Research from North Carolina State University finds that a lack of plant diversity is a key contributor to the widespread defoliation caused by cankerworms in cities, and highlights the role that increasing diversity can play in limiting future damage.
Fall cankerworms (Alsophila pometaria) are caterpillars that are native to the eastern United States and hatch in early spring. The cankerworms defoliate trees and other plants, eating new leaves as they emerge – which is both unsightly and can ultimately kill the plants.
“We see cankerworms doing more damage to trees in cities than in the wild and examples of widespread cankerworm damage are happening more often,” says Dr. Steve Frank, author of a paper describing the work and an assistant professor of entomology at NC State. “We wanted to know why.”
Dr. Frank looked at two aspects of urban environments that distinguish them from natural environments: the fact that urban environments have less diversity and density of plant life; and the fact that urban areas have more nonnative plant species, such as many ornamental shrubs.
To evaluate the impact of diversity and nonnative species on cankerworm damage, Dr.

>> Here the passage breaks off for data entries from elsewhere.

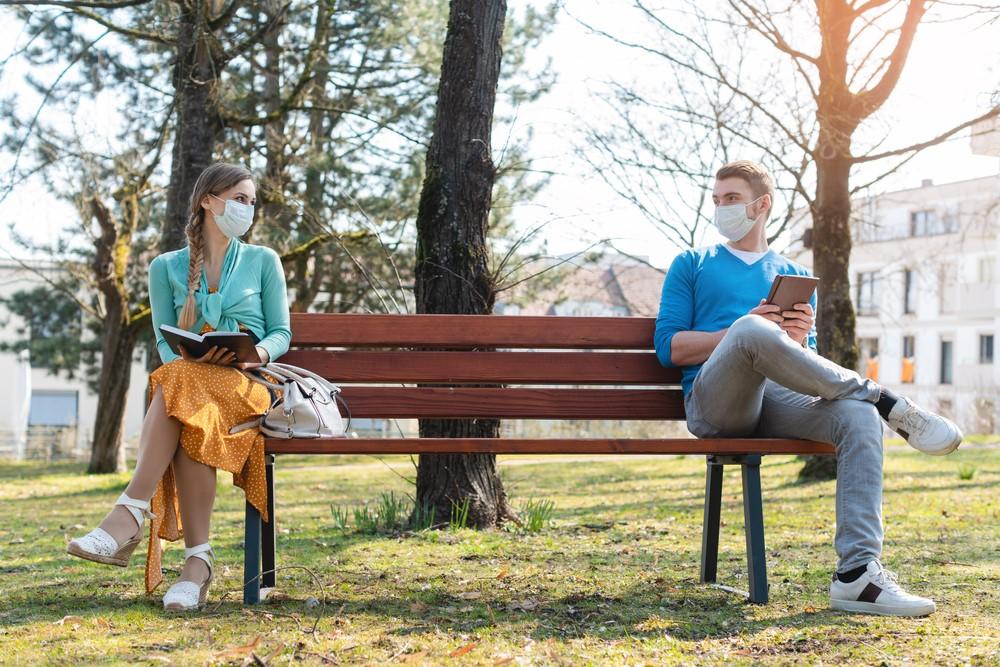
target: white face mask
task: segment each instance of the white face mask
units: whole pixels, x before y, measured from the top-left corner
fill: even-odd
[[[716,206],[715,226],[719,228],[719,232],[730,241],[739,241],[749,234],[757,221],[747,217],[747,206],[753,206],[763,196],[757,197],[749,204]]]
[[[212,195],[212,197],[215,197],[215,195]],[[247,230],[250,229],[250,225],[253,224],[253,206],[241,204],[235,199],[215,198],[226,204],[226,208],[223,209],[222,213],[212,211],[215,215],[215,224],[219,226],[219,231],[229,238],[246,234]]]

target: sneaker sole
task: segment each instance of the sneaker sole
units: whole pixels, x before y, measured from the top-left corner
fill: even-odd
[[[875,614],[877,616],[929,616],[937,610],[933,602],[920,606],[903,607],[877,602],[860,602],[858,600],[830,600],[830,607],[837,611],[849,611],[855,614]]]
[[[958,449],[958,446],[961,444],[962,444],[962,438],[959,437],[958,440],[952,442],[951,444],[947,445],[942,449],[935,449],[933,451],[926,449],[917,449],[916,447],[914,447],[914,449],[916,449],[918,452],[923,452],[928,456],[947,456],[948,454],[951,454],[953,451]]]

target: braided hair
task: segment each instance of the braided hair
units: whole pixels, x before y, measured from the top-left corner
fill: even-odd
[[[198,321],[198,305],[194,293],[201,283],[201,272],[205,266],[205,209],[201,202],[208,195],[218,195],[234,187],[237,183],[247,180],[253,181],[253,174],[245,167],[216,162],[201,172],[198,180],[195,181],[194,189],[191,191],[190,217],[184,227],[190,258],[188,260],[188,296],[184,302],[184,308],[181,309],[180,317],[177,319],[177,326],[182,329],[190,329]]]

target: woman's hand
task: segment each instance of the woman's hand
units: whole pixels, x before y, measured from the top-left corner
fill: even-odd
[[[230,352],[227,348],[219,347],[218,345],[213,345],[209,348],[208,352],[205,353],[203,357],[195,359],[183,346],[179,346],[181,349],[181,357],[187,359],[188,361],[196,361],[201,364],[215,364],[217,366],[229,366],[236,360],[236,354]]]
[[[266,364],[271,360],[271,355],[269,355],[267,353],[267,350],[262,348],[260,345],[257,346],[257,356],[260,357],[259,364],[253,364],[253,363],[236,364],[236,368],[240,369],[241,371],[248,371],[251,368],[260,368],[261,366],[263,366],[264,364]]]

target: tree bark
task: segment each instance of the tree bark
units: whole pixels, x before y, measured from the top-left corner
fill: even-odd
[[[124,188],[119,191],[124,193]],[[88,473],[121,472],[125,468],[121,456],[122,430],[138,328],[129,322],[129,297],[123,281],[130,261],[132,233],[139,218],[138,202],[137,192],[121,197],[123,215],[119,224],[100,198],[95,196],[91,200],[91,212],[101,231],[95,243],[92,269],[104,304],[104,331]]]
[[[419,313],[488,314],[494,286],[487,224],[495,169],[490,155],[502,56],[505,0],[453,0],[441,63],[437,114],[417,213]],[[496,419],[424,419],[421,437],[495,438]],[[423,455],[417,503],[446,522],[469,503],[468,525],[487,528],[510,514],[492,455]]]
[[[88,473],[121,472],[124,469],[120,450],[136,333],[133,327],[124,325],[120,319],[107,321],[101,346],[100,390]]]
[[[206,34],[203,2],[180,3],[177,18],[177,61],[173,86],[177,104],[167,186],[167,212],[160,234],[160,252],[177,250],[186,243],[184,227],[189,217],[191,191],[198,175],[212,163],[222,121],[215,110],[220,65],[213,59]]]
[[[820,134],[822,143],[822,132]],[[851,303],[851,163],[842,156],[816,160],[813,267],[820,277],[816,333],[819,353],[844,368],[858,367],[854,305]],[[799,479],[836,479],[835,456],[807,456]]]

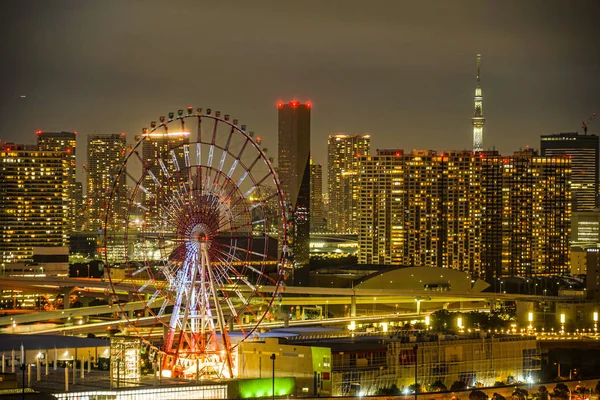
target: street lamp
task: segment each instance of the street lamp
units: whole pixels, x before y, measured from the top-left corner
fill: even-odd
[[[272,389],[273,389],[273,398],[275,398],[275,353],[271,354],[271,357],[269,357],[271,360],[273,360],[273,382],[272,382]]]
[[[592,317],[594,319],[594,334],[596,334],[598,332],[598,312],[594,311]]]
[[[565,333],[565,314],[561,313],[560,314],[560,333],[564,334]]]
[[[413,347],[414,351],[415,351],[415,400],[417,400],[417,395],[419,393],[419,388],[417,386],[417,382],[419,381],[419,375],[418,375],[418,371],[419,371],[419,345],[415,344],[415,347]]]
[[[375,307],[377,307],[377,297],[373,297],[373,315],[375,315]]]

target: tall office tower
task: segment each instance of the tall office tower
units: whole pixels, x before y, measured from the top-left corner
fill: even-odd
[[[370,135],[330,135],[327,153],[327,187],[329,212],[327,226],[331,232],[357,233],[359,158],[371,153]]]
[[[485,118],[483,117],[483,94],[481,93],[481,54],[477,54],[477,86],[475,87],[474,98],[474,113],[471,122],[473,123],[473,151],[478,152],[483,150],[483,125]]]
[[[571,160],[526,149],[504,164],[502,274],[567,274]]]
[[[323,217],[323,166],[310,158],[310,231],[320,232],[325,225]]]
[[[67,190],[67,221],[71,225],[69,233],[77,229],[77,215],[78,215],[78,203],[77,203],[77,133],[76,132],[42,132],[37,131],[36,133],[38,148],[42,151],[55,151],[62,152],[64,157],[68,160],[69,176],[68,190]]]
[[[571,158],[573,211],[597,208],[600,205],[598,201],[599,137],[578,133],[543,135],[540,148],[543,156]]]
[[[0,261],[33,261],[34,247],[68,245],[70,160],[37,146],[0,147]]]
[[[290,247],[296,266],[310,259],[310,110],[311,103],[279,103],[279,181],[291,222]],[[295,283],[301,281],[294,278]],[[304,276],[302,284],[308,284]]]
[[[109,205],[113,210],[109,224],[122,224],[127,200],[125,196],[110,198],[113,186],[116,191],[126,190],[126,174],[120,175],[119,182],[114,178],[127,150],[127,139],[124,133],[107,135],[88,135],[87,162],[87,218],[85,229],[99,231],[105,224],[106,212]],[[109,204],[111,203],[111,204]]]
[[[177,162],[179,165],[184,164],[184,154],[183,154],[183,145],[190,143],[190,133],[189,132],[153,132],[148,133],[146,130],[139,136],[135,137],[136,142],[143,139],[144,141],[141,144],[142,150],[142,161],[150,166],[150,171],[154,174],[154,176],[160,176],[161,166],[156,161],[158,158],[166,161],[165,168],[169,171],[170,174],[174,174],[176,168],[172,162],[172,154],[171,150],[175,153],[175,157],[177,158]],[[160,196],[169,196],[170,193],[164,192],[162,189],[157,188],[156,182],[149,176],[145,176],[145,180],[143,182],[145,188],[148,189],[150,193],[153,193],[153,197],[147,195],[143,192],[138,193],[139,196],[143,197],[141,200],[142,204],[144,204],[147,208],[149,208],[149,203],[161,204]],[[141,209],[137,210],[141,212]],[[158,213],[152,212],[149,213],[152,215],[152,218],[155,220],[148,220],[146,218],[142,218],[144,223],[150,226],[153,226],[153,229],[160,229],[160,220],[158,218]]]

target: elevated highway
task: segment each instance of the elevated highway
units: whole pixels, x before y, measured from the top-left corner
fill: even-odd
[[[29,293],[73,293],[81,296],[107,297],[113,295],[113,286],[115,293],[120,295],[121,299],[131,298],[131,293],[138,290],[145,281],[141,280],[123,280],[111,286],[108,281],[89,278],[29,278],[29,277],[11,277],[0,278],[0,287],[3,289],[13,289]],[[241,287],[240,289],[244,289]],[[259,290],[262,293],[273,293],[278,288],[275,286],[261,286]],[[494,302],[507,300],[521,301],[567,301],[567,297],[524,295],[524,294],[505,294],[488,292],[457,292],[457,291],[426,291],[426,290],[393,290],[393,289],[361,289],[361,288],[331,288],[331,287],[294,287],[282,286],[279,288],[280,296],[276,299],[279,306],[328,306],[328,305],[408,305],[411,310],[419,314],[421,303],[429,307],[447,306],[456,304],[459,308],[464,306],[473,308],[472,302]],[[145,288],[142,293],[153,294],[154,288]],[[575,300],[573,298],[572,300]],[[162,297],[157,297],[150,307],[160,307]],[[93,315],[103,315],[120,312],[133,312],[143,310],[146,302],[130,301],[121,305],[104,305],[93,307],[71,308],[56,311],[44,311],[37,313],[27,313],[12,316],[0,317],[0,327],[13,324],[34,323],[47,320],[68,319],[77,317],[87,317]],[[354,313],[356,314],[356,312]],[[354,315],[354,318],[356,316]]]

Frank focused on the damage cankerworms did to understory plants – those plants that grow near or under trees.
“I found that plant diversity plays a significant role,” Dr. Frank said. “Cankerworms did more damage in simple urban environments, where the understory consisted of only a few shrubs, than they did in more complex environments with greater plant diversity.”
Dr. Frank also found a sharp distinction between the impact on native and nonnative plant species.
Native plants were hit particularly hard in simple urban environments. They benefited significantly from complex environments that more closely resembled natural habitat. Nonnative species were largely ignored by cankerworms, regardless of the setting.
“This does not mean that everyone should plant nonnative species,” Dr. Frank said. “The take-home message is that we need to take steps to make urban environments more like natural environments in terms of plant diversity.”
The paper, Bad neighbors: urban habitats increase cankerworm damage to non-host understory plants, is published online in the journal Urban Ecosystems. The work was supported by the U.S. Department of Agriculture under grant number 2013-02476. Additional support came from the Department of the Interior’s Southeast Climate Science Center, which is based at NC State and provides scientific information to help land managers respond effectively to climate change.